C’est bien une des particularités du projet ‘Gardons l’œil ouvert’ : impliquer les femmes. "Depuis trois ans, nous proposons à nos apprenantes en FLE un atelier créatif d'expression qui favorise le développement d’une citoyenneté responsable et active", explique Stéphanie Demeestère. "Avec ce projet, mêlant cycle d'éducation aux médias et d'analyse critique de l'actualité, sorties culturelles, rencontres de professionnels de l'image, expérimentation de techniques audiovisuelles, les participantes sont amenées à développer un regard critique sur le monde qui les entoure, pour pouvoir ensuite sensibiliser leur entourage". "Moi, c’est Ousmane [un film de Badia Koujane] qui m’a touchée", intervient Azmat (68 ans), d’origine pakistanaise. "Il a quitté le Sénégal en pensant trouver ici une vie meilleure, mais ce n’est pas vraiment ça qui se passe : son histoire est très dure". Arrivée en Belgique avec son mari il y a 43 ans, et avec six enfants à élever, Azmat a toujours eu des journées bien remplies. "On me demande parfois comment cela se fait qu’après tant d’années passées en Belgique, je ne parle toujours pas bien le français. Eh bien c’est simple : je me suis consacrée à ma famille. Maintenant, je suis libre : mes enfants sont tous grands, et ils me disent ‘‘Allez maman, vis ta vie maintenant !’’. Cette liberté recouvrée, Azmat entend bien en profiter : ces ateliers d’éducation aux médias, elle les vit à fond. "J’ai des choses à dire, je les dis. Je participe à tout, j’ai même interviewé des réalisateurs des films qu’on a visionnés : le micro, maintenant, ça me connaît !". Ces ateliers ont eu, pour elle, des répercussions inattendues : "Avant, tout me stressait. Maintenant, je ne crains plus d’aller à la commune, chez le docteur, ou ailleurs, toute seule : j’ai acquis suffisamment de vocabulaire pour pouvoir me faire comprendre. Ma vie a changé !".
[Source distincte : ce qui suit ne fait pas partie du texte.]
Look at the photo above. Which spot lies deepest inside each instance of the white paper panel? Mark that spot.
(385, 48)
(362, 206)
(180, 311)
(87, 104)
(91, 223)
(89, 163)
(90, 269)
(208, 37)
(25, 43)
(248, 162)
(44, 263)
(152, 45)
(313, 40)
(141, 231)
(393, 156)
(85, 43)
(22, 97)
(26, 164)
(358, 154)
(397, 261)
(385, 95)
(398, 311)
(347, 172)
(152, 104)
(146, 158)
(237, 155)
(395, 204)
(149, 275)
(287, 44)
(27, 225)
Ces femmes en témoignent : leur regard sur les films, sur l’actualité, sur tout ce qu’on peut voir à la télé, a évolué. "Maintenant, je remarque des choses que je ne voyais pas avant", dit Azmat. Quand j’aime ou pas quelque chose, j’ai des arguments. Il y a moyen de parler de différentes façons d’un même sujet. C’est passionnant". Autant de connaissances qu’elles se réjouissent de partager avec leurs proches : "C’est gai de pouvoir discuter avec son mari, ses enfants et ses petits-enfants !".
Un blog pour faire connaître notre quotidien
Le point culminant de ce parcours a eu lieu il y a peu : l’équipe d’ADIF Infor-Femmes s’est rendue à Charleroi, pour une journée d’échanges avec les trois autres comités de sélection du festival ‘Coupe-Circuit’. Ces femmes – qui, pour la plupart, sortent rarement d’Anderlecht – sont allées défendre leur sélection et écouter les arguments des autres comités. Le jury final choisira, dans quelques semaines, les œuvres qui remporteront les prix de la compétition.
L’équipe se prépare maintenant à un nouveau projet, qui s’inscrit dans la continuité du travail déjà réalisé : la publication d’un blog. "Je me réjouis que l’on puisse aussi parler de choses plus légères, comme la beauté ou la cuisine !" sourit Fatiha. Au programme, pour commencer, une incursion dans le monde de la photo, avec une intervenante photographe. "On va pouvoir mêler différents médias - la photo, le texte écrit, du son - pour faire savoir à l’extérieur qui nous sommes, ce que nous faisons, et toute la créativité dont nous sommes capables", s’enthousiasme Stéphanie Demeestère.
À propos du Fonds Papillon
Géré par la Fondation Roi Baudouin, le Fonds Papillon a pour mission de soutenir des organisations en Région de Bruxelles-Capitale, qui favorisent l’accès des femmes – particulièrement celles issues de l’immigration – à des activités sociales et culturelles. Depuis sa création en 2014, le Fonds a soutenu 34 projets pour un total de 232.640 euros.